You have to admire the intelligence of Argo. It’s The Producers
meet the ur Arab Spring, the ur Benghazi, aka the Iranian hostage crisis. What’s
even more brilliant is that it wasn’t even invented. It’s a Duchampian found
object in genre entertainment form, a little jewel discovered courtesy of
Joshuah Bearman’s 2007 article in Wired,
Chris Terrio’s screenplay and naturally the work of the director Ben Affleck
who also stars as a real life CIA operative named, Tony Mendez. Run and see the film if you want to be
laughing courtesy of John Goodman and Alan Arkin playing later day versions of
the characters Gene Wilder and Zero Mostel immortalized and sitting on the edge
of your seat courtesy of history. “If I'm going to do a fake movie,” Arkin
says at one point. “It’s going to be a fake hit.” Here Argo reaches the realm of higher math and the cinematic equivalent
of imaginary numbers.
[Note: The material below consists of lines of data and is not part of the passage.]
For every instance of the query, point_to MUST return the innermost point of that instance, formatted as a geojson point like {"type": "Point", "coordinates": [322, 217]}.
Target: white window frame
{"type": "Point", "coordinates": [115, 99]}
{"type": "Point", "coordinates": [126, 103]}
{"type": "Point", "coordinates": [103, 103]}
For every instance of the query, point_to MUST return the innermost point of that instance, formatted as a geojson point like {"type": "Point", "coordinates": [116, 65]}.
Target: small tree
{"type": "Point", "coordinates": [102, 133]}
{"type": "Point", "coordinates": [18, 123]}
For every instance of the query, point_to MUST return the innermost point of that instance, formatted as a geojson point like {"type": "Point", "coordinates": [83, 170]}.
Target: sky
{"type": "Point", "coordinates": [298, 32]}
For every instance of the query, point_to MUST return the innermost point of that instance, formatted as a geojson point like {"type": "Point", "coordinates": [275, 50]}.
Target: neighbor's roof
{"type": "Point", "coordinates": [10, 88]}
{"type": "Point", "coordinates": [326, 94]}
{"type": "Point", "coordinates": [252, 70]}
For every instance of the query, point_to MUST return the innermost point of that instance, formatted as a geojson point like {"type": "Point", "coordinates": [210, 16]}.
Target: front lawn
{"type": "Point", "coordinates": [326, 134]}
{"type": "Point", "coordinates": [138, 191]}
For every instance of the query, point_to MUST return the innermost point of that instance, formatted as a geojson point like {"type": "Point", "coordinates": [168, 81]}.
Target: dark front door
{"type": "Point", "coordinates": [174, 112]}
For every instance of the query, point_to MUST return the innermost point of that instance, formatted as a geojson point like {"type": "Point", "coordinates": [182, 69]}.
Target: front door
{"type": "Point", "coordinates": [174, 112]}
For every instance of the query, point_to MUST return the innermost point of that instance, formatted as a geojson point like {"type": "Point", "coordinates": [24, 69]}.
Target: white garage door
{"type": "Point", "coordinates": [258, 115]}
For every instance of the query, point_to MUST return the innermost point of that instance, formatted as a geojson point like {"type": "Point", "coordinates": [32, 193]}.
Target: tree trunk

It’s a movie based upon a movie which wasn’t, as the
original script for Argo, a sci fi fantasy set in
the Westerner’s idea of the Orient viz Edward Said’s Orientalism, was exhumed from turnaround for the sake of the rescue
mission that’s dramatized. Another great line from the movie is a comparison
of the escape operation to abortion. “You don’t want to need one, but you don’t
want to do it yourself.” It’s terrific fun to willingly suspend belief about
something so unbelievable--that also happened to be true.